As Murdoch’s book tour stop happened to take place at a well-known music venue in San Francisco, fans hoped that he’d also play a few songs as promised. Of course, he didn’t disappoint, sprinkling in charming solo versions of Belle and Sebastian songs like “Fox in the Snow” and “Beautiful,” and of course the book’s namesake, “Nobody’s Empire,” with just himself on acoustic guitar or keyboards. The audience, half-seated and half-standing, didn’t hesitate to sing and clap along.
Murdoch and the band have done acoustic or stripped-down versions of Belle and Sebastian songs during various tours, but having a more fleshed-out, fictionalized backstory of his time in California before the band’s start added a magical layer to the night’s performance. The crowd, full of diehard fans young and old, seemed rapturous—missing the well-loved members of B&S, but still enchanted by the lyrical loveliness of Murdoch’s solo versions.
Since San Francisco plays a big role in the novel, Murdoch chose songs and shared personal photos (projected on the screen behind him) that loomed large in his Bay Area memories. “I made a promise to myself that we weren't going to come back to SF until we had a band,” he recounted. As he, and anyone who was there, recalled, he made quite an entrance at that Warfield show in 2001—driving a motorcycle onstage, revving the engine as the Shangri-Las “Leader of the Pack” played.

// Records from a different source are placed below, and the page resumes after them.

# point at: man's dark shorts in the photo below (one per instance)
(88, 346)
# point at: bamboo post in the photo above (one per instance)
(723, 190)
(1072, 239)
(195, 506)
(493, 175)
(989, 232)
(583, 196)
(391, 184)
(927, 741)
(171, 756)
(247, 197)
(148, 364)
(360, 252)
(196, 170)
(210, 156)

If you’re a fan of Scottish bands, of thoughtful, literary-infused twee music, of the indie scene of the ‘90s, or any combination thereof, the evening was a thrilling one-two punch. Murdoch expanded his witty, between-song banter into extended tales and insightful anecdotes (his roadie nickname in Glasgow was Primrose, because he was so unlike his leather-clad fellow roadies), namechecked bands he idolized and mentioned in the novel (like the Sundays and Luna, members of whom he sent early copies of the book to), and doled out the all-killer, no-filler loveliness of classic B&S tunes. And it ended with that same, block-long line outside the venue, this time wrapped around the inside of the Chapel, as everyone queued up to have a chat and a selfie with Murdoch as he signed copies of his book. It was a lovely bookend to the night; you couldn’t write it any better.